As long as we are talking about fuel, I'd like to ask a few questions
about ethanol. I am told that ethanol is already cheap enough to be
used instead of gasoline in some places (e.g. Brazil), even in these
days of low gasoline prices. Is that true, or not? Jay? Does
anyone have any figures I could use about ethanol?
The advantage of using ethanol produced from biomass is that the
growing of plants for biomass consumes carbon dioxide, so that even
if burning ethanol does release the carbon dioxide back into the
atmosphere, the net or effective output of carbon dioxide is zero.
If we used fast growing plants (we now call them weeds) to produce the
biomass, could we convert the world from gasoline to ethanol, or not?

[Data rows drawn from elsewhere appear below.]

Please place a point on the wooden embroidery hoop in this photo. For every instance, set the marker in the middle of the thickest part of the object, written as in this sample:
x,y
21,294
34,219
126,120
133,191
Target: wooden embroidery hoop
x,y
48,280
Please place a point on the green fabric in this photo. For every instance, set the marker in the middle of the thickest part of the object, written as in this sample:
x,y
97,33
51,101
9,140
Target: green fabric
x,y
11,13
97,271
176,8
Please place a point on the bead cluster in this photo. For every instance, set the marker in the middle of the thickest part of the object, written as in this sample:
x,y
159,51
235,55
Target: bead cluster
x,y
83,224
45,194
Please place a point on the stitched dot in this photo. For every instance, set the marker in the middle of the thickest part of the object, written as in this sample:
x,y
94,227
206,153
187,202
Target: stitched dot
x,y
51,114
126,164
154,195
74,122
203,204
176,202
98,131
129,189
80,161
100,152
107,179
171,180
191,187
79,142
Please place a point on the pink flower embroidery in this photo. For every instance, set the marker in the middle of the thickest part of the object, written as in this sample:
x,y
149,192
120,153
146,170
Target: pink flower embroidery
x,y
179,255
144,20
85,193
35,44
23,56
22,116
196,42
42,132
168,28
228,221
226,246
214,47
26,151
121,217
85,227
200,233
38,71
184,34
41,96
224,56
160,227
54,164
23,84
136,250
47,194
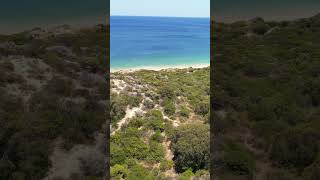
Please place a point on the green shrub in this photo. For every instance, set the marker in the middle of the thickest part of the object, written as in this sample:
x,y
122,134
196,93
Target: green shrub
x,y
187,175
295,147
184,112
157,137
239,161
190,145
169,107
202,108
166,165
119,171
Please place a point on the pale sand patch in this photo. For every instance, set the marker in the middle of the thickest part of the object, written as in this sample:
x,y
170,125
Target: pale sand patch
x,y
158,68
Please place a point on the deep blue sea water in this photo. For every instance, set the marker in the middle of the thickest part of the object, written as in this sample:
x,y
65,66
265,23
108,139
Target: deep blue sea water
x,y
137,42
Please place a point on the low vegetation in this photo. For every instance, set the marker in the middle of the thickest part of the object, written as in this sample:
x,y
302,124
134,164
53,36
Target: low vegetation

Is there enough land available?
To use Jay Hanson's pet phrase, what is the "energy-cost" of producing
ethanol? Suppose we were to grow corn (maize, the British call it)
for food, and put all the non-edible parts of the plant in a digester
using yeast and/or other biological agents to create ethanol, with a
side-product of protein-rich yeast. That can all be done, and is
being done in some places. But it is economically feasible on a larger
scale? Is it feasible in terms of energy-cost?
I just don't know the answers to these questions. I'd like to have
some data to work on. I'm still working on a simulation of the global
economy, but I don't know where to find data for something like the
ethanol question. Jay? Can you help? Anyone else?